No momento em que abri minha boca para uma resposta senti minha garganta fechar, sendo estrangulada com a pura força do medo que senti daquele ser, segundos antes de sumir daquele escuro frio, deixando com que apenas sua enorme e monstruosa silhueta se mostrasse para mim, como um aviso antes de meu despertar, para que eu nunca esquecesse da realidade da minha situação. Ficando paralisado, uma forte luz branca começou a surgir do fundo daquele vazio, me levando rapidamente ao meu corpo físico, de forma turbulenta. Com um susto e falta de ar, abro meus olhos e sento num pulo na cama, pondo minha mão em volta do pescoço enquanto arfo. Aquela foi a mesma silhueta que vi no beco, a mesma sensação, mas algo estava diferente, como se estivesse mais próxima a mim e pudesse me ver de uma forma mais íntima, mais clara. Depois de alguns segundos consigo finalmente regular minha respiração e recobrar a consciência, então olho a minha volta e percebo que o sol quase desaparece, deixando apenas um pouco de luz passar pela minha janela, junto com aquele ar frio. Ao contrário do que imaginava, não estou mais com aquele terrível mal-estar, me sinto bem.

Olho para o relógio em minha parede e vejo que são 18:40 da noite, resolvo levantar da cama e checar a casa. Chamo pelos meus pais, mas aparentemente ainda não chegaram, então vou direto para a cozinha preparar algo para comer, mas para controlar minha cabeça ligo a televisão da sala em um canal qualquer, aparentemente um programa de fofocas- alguém ainda gosta dessas coisas? Para acompanhar o desenrolar da traição entre dois famosos que nunca ouvi falar, faço um simples sanduíche de queijo e presunto com maionese, junto com o resto de suco de uva que estava na geladeira. Devoro o lanche e percebo que estou entediado, mas não quero voltar ao assunto do livro, pelo menos não agora. O que eu realmente quero fazer é dar uma volta, talvez ir à praça que fica perto da minha casa, apenas para sentir o ar frio e esticar as pernas, isso com certeza é melhor que pensar sobre o livro-demônio ou traição. Não vejo o motivo de não fazer, por isso desligo a televisão, vou para meu quarto colocar uma roupa quente e saio de casa usando meus fones de ouvido que comprei recentemente para escutar minhas músicas. A essa hora tudo já estava escuro, apenas com as luzes das casas e dos postes, mas as crianças estavam brincando na rua enquanto seus pais conversavam entre si, tornando a atmosfera aconchegante.

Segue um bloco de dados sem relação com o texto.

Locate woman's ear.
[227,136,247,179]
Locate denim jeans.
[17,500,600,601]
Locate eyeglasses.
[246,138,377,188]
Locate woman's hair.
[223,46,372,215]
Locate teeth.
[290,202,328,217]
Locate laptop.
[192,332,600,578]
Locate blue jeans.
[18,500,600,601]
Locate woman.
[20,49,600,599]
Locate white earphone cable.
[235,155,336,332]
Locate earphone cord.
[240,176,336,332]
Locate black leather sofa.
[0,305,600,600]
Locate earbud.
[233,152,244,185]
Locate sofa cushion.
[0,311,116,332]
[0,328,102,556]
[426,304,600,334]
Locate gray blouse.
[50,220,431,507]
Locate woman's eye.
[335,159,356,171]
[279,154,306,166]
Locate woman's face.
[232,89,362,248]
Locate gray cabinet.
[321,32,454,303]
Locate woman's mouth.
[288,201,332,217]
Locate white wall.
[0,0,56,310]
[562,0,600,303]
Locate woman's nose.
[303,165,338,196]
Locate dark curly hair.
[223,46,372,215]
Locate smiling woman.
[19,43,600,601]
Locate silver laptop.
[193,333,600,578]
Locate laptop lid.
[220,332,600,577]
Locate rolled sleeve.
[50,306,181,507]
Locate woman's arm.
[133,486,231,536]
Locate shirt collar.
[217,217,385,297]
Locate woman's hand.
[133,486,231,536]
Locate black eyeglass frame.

Começo a caminhar pela calçada observando as famílias, prestando atenção na minha respiração e aproveitando a bela trilha sonora em meus ouvidos. Mesmo tendo passado por momentos difíceis nestes últimos dias, pude finalmente perceber a mim mesmo e fazer uma coisa simples, como caminhar por aí livremente e poder pensar em coisas boas. Eu estava precisando disso, sinceramente. Após alguns minutos andando, atravesso a rua e sigo em frente, num lugar agora um pouco deserto, para finalmente chegar a praça que tanto queria estar. Por mais que eu more perto dela, raramente venho para cá, já que costumo ficar em casa, mas em dias como este, confusos, gosto de mudar de ambiente. O lugar é pequeno, com um parquinho ao fundo e bancos espalhados. Nunca vim para cá neste horário, apenas de manhã e pela tarde, quando as pessoas ainda estão caminhando e algumas barracas de comida ficam abertas para o público. Pela noite parece diferente, talvez mais calmo e ao mesmo tempo tenso. Eu, de certa forma, achei reconfortante.